Thursday, July 29th, 2010

CBS News
By David W. Freeman
July 29, 2010

Is anyone normal anymore?

An updated edition of the medical reference doctors use to diagnose mental illnesses could include a range of brand-new disorders, including some that describe thought patterns and behaviors that have long been considered mere quirks or examples of eccentric behavior.

Like what?

Are you angry at something or do you have “temper dysregulation disorder?”

Feeling upset or do you have “mild anxiety depression?”

And then there’s “psychosis risk syndrome,” a diagnosis that could apply to people who seem merely to be at increased risk for full-blown psychosis,.

The new edition of the book – the “Diagnostic and Statistical Manual,” or “DSM” – is considered the bible of mental illness. It contains specific criteria for diagnosing mental illness and is used around the world.

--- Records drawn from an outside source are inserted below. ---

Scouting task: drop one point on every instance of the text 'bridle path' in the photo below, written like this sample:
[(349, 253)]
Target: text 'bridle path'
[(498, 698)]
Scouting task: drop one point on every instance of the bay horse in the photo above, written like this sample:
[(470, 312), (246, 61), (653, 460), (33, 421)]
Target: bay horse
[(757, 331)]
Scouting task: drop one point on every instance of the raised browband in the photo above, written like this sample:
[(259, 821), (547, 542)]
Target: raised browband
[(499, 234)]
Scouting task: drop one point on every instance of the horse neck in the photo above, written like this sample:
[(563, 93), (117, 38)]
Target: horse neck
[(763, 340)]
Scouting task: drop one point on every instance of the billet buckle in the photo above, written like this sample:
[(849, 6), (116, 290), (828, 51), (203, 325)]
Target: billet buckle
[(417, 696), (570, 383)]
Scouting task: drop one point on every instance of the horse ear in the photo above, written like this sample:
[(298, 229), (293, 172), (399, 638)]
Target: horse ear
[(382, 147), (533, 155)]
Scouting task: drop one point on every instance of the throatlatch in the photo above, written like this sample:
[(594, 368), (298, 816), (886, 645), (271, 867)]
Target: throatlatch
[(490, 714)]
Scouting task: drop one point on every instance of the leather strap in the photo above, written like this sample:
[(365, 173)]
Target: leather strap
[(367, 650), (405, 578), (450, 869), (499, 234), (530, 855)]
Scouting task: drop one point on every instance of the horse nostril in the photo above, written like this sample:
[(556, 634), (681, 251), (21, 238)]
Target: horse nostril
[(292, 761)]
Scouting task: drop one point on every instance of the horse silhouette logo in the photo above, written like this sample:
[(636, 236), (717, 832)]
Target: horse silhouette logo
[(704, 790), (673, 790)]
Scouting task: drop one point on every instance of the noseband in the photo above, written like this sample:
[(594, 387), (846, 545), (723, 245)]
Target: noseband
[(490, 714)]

The new edition of the DSM isn’t due out till 2013. But medical experts met on Tuesday to discuss changes being considered to the text, Reuters reports.

Will the revised DSM help people get treatment for psychological problems that now go undiagnosed and treated? Or will it understate the impact of mental illness by suggesting that the term applies to a much wider swath of the population?

Some doctors worry that with so many new disorders, few people will be classified as mentally healthy.